Is Regtech just a buzzword, or is it the new Fintech?

Robert Gothan, CEO and founder of Accountagility – the leading solutions provider for the finance function

The financial services sector is no stranger to new buzzwords, but whilst some fizzle out, others go on to reach the level that Fintech has achieved. These new buzzwords typically describe the developments being driven by new technology that is helping to change and disrupt the industry – and regulation technology (Regtech) is no exception.

Regulation in the financial services sector has increased significantly following the 2008 crash and the UK’s decision to leave the EU has left a question mark over how much EU regulation will be adapted, and how many new rules will be introduced. One thing is expected though, companies need to be geared up to deal with some level of new and changing regulations, making it more difficult to analyse data effectively. It is therefore more important than ever that companies have tools that are capable of coping with this high demand.

The rise in digital has already disrupted a number of sectors, and financial services is no different. Fintech has dominated the headlines in recent years and has proven to be more than simply a novelty, as it is enabling traditional financial services firms to innovate and thrive in the competitive global market. Regtech looks set to follow in its predecessors’ footsteps and seeks to take advantage of a gap in the financial services sphere by creating a more efficient and effective way of dealing with regulation.

This innovative technology will help firms to understand and manage any potential risk much more effectively, and also enable them to capture and store the data they need to produce in order to appease the regulator. This could have a huge impact on the industry and should help firms to process their data in line with newer regulations such as Solvency II, or the Senior Managers Regime.

Automation & regulation

As digital continues to move into every sector, it’s important that firms are updating their tools and processes to ensure they are working in the most efficient way possible. With new rules constantly being introduced or updated, remaining agile is crucial for companies that want to process and analyse their data in line with any industry changes.

The FCA recently said that that Regtech would transform the way companies manage their customer due diligence and change how anti-fraud measures work. By automating due diligence, tech will help businesses tailor their data to reflect how the company manages its risk.

Brexit has already shown how quickly things can change within the financial services sector and has highlighted the need for agile systems.  Having automated tools to cope with existing regulation will mean that an organisation is flexible enough to deal with any changes that may occur in the future.

Moving away from the classic spreadsheet

Many companies within the financial services sector still rely heavily on spreadsheets when it comes to analysing data. Whilst there are some instances where a spreadsheet is the best option, this is normally limited to a single set of data that will not change. Most companies, however, need to analyse vast amounts of data that are constantly changing – something which a spreadsheet is not equipped to handle.

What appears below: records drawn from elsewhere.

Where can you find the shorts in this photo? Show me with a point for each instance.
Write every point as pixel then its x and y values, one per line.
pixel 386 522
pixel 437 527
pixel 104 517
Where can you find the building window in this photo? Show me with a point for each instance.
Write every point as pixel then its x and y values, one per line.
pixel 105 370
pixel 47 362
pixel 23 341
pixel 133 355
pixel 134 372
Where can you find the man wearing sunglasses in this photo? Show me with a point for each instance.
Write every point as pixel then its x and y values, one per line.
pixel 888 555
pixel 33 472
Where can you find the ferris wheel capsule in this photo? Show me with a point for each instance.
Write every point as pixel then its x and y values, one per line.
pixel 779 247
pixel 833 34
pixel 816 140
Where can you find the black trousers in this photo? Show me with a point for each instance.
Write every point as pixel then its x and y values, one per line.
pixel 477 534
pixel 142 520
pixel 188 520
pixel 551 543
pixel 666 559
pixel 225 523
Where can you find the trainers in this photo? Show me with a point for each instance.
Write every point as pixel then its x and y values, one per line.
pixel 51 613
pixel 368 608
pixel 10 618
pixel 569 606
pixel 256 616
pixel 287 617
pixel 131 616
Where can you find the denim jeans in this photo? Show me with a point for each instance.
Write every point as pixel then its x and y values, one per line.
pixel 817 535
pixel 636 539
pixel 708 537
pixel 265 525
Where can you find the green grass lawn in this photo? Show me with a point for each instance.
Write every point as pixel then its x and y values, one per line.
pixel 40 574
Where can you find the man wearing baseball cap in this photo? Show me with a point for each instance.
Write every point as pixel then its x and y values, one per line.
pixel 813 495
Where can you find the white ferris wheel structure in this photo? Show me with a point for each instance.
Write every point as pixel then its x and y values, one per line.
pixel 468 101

Instead, businesses need to embrace automated planning and processing tools that are agile enough to cope with constantly changing information. M&S recently needed to amend its financial results – after they were published – due to a fault on a spreadsheet, which shows how unreliable this program can be with large data volumes.

Only time will tell whether Regtech will have quite the same impact as Fintech, but there is clearly a gap in the market for new technology to help companies within the industry cope with the regulations that are increasingly being imposed on them. As the sector moves towards more automated systems, businesses that are still using spreadsheets and old planning processes will struggle to compete with those that are embracing new digital tools that will help them remain both agile and successful.